Untuned XGBoost Regressor:

xgb_tech
Using the XGBoost regression algorithm alone drastically increased the training R-squared scores to over .99, but showed some overfitting with the validation set.
xgb_stam
Feature extraction proved to be slightly more challenging with this model but NPS still proved to be consistently important across both datasets.

Final Model

Technical:
tech_final

Train R^2: 0.9905622716862734
Test R^2: 0.9682993868229007
Train RMSE: 0.3392237128757486
Test RMSE: 0.6358308816629418

Stamina:
stam_final

Train R^2: 0.9921925792873305
Test R^2: 0.9792039976085652
Train RMSE: 0.3401577104917719
Test RMSE: 0.5312995167797424

Results / Conclusions

The final model was able to accurately predict on validation data with minimal error, although it looks like there was some challenge with higher-level difficulties for stamina data (most likely due to there being fewer data in this realm), and due to the variance of the technical data.
There was some slight overfitting with both datasets, but the R-Squared values did not differ significantly from training to test sets.

Next Steps

To continue this project, I aim to collect more song data and potentially re-train the model with more information, although the key features are unlikely to change. I also intend to tune a classifier model beyond the initial EDA stage.

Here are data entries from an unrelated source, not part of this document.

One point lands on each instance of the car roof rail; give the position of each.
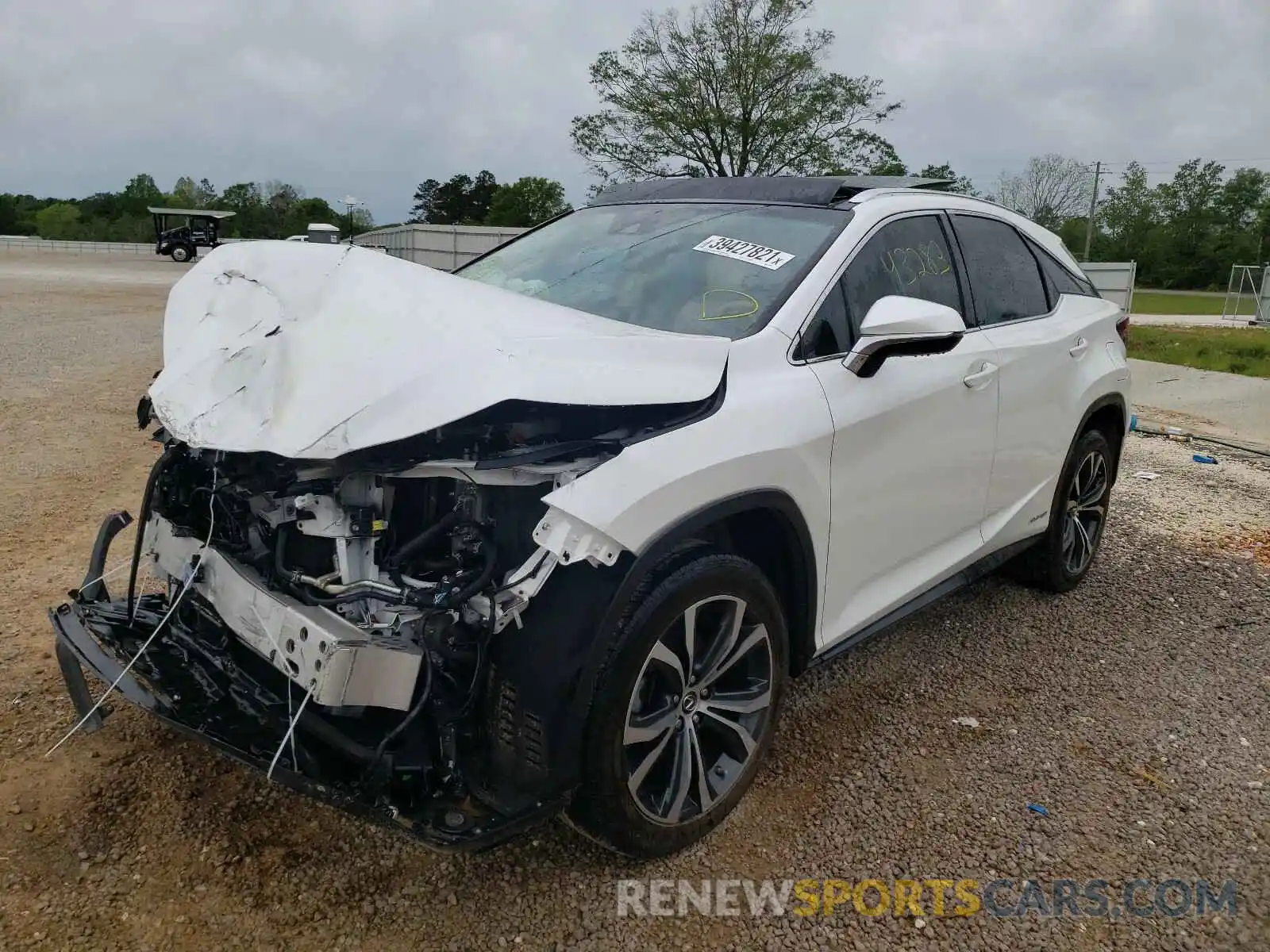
(882, 192)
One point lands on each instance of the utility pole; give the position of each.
(1094, 202)
(351, 203)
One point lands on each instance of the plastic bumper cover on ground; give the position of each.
(190, 679)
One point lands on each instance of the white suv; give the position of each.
(461, 551)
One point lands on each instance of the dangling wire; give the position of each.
(291, 729)
(190, 581)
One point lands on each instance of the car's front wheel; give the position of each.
(685, 708)
(1064, 554)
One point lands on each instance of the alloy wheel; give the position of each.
(1086, 513)
(698, 711)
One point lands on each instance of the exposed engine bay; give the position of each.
(336, 620)
(364, 593)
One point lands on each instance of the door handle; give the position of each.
(982, 376)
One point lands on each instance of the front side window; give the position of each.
(1003, 272)
(692, 268)
(829, 333)
(910, 257)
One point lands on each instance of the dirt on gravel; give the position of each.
(1133, 710)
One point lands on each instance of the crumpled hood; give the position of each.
(314, 351)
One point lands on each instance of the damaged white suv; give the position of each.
(461, 551)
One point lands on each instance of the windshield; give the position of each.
(717, 270)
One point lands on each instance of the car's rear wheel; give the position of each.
(1079, 516)
(685, 708)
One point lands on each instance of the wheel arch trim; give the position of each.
(803, 616)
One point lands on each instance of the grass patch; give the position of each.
(1229, 349)
(1185, 302)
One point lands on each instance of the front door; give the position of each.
(914, 444)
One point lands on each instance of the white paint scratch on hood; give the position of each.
(314, 351)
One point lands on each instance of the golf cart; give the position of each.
(192, 228)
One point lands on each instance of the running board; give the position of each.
(959, 581)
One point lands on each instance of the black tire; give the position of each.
(1049, 565)
(607, 808)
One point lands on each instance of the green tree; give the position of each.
(184, 194)
(527, 202)
(960, 183)
(1049, 190)
(59, 221)
(141, 192)
(8, 213)
(248, 206)
(425, 209)
(460, 201)
(1191, 222)
(205, 194)
(734, 88)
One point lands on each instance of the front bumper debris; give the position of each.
(205, 683)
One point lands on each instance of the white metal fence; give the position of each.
(444, 247)
(82, 248)
(122, 248)
(1114, 281)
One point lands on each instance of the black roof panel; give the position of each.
(821, 190)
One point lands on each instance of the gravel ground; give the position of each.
(1134, 710)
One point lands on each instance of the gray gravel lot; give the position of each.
(1134, 710)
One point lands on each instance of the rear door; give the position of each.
(1041, 323)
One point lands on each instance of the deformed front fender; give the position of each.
(770, 441)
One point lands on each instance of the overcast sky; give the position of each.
(372, 97)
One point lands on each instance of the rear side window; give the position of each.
(910, 257)
(1003, 274)
(1060, 279)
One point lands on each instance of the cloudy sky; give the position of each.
(370, 97)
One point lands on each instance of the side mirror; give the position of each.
(903, 327)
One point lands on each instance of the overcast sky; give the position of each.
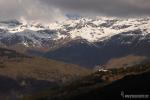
(47, 10)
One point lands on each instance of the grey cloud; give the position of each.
(47, 10)
(106, 7)
(30, 10)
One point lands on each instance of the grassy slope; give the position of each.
(13, 65)
(101, 85)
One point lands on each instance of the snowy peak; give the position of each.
(96, 29)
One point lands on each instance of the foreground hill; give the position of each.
(115, 83)
(21, 74)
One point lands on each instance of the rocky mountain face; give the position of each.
(84, 41)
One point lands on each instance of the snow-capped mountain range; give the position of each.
(93, 30)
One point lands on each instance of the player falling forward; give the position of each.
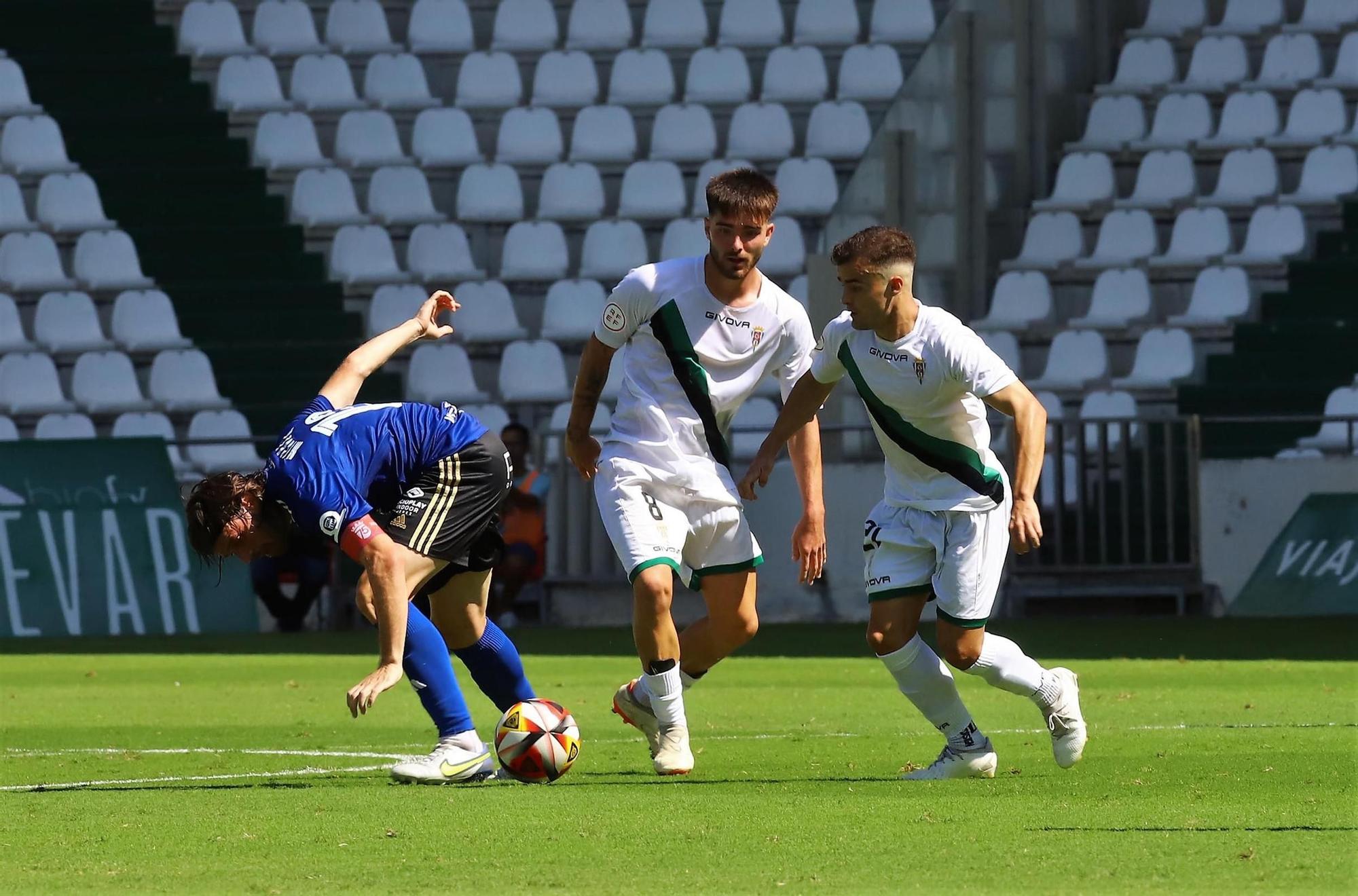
(409, 492)
(940, 530)
(701, 335)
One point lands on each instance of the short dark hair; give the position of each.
(742, 192)
(877, 248)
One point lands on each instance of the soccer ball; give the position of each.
(537, 742)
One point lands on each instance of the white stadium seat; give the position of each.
(145, 321)
(533, 371)
(534, 250)
(490, 193)
(69, 322)
(445, 138)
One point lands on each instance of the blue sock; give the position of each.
(430, 670)
(496, 669)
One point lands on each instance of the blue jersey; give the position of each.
(335, 466)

The web application of this model can be found in the below section, and the next step will be to allow the user to upload their own .sm or .ssc files, rather than having to parse the data separately before uploading the .csv.

Web Application

The first iteration of a web app to predict user-input data is live here! The code can be found here.

Repo Structure

├── data
  ├── feature_dictionary.txt
  ├── not_stam.csv
  └── stam.csv
├── img     
├── notebooks  
  ├──eda_notebook.ipynb
  └──model_testing.ipynb 
├── src
  ├── models
    ├── tech_model.pkl
    └── stam_model.pkl
  ├── visualizer.py   
  └── data_cleaning.py  
├── final_notebook.ipynb  
├── README.md
├── sm_model_env.yml
└── presentation.pdf - contains a non-technical presentation of the findings 

Acknowledgements / Sources

A huge thank you to the creators of Stepmania and to quietly-turning and hurtpiggypig for the Simply Love Theme for creating and maintaining this software, as well as all contributing stepartists for the data used in this project.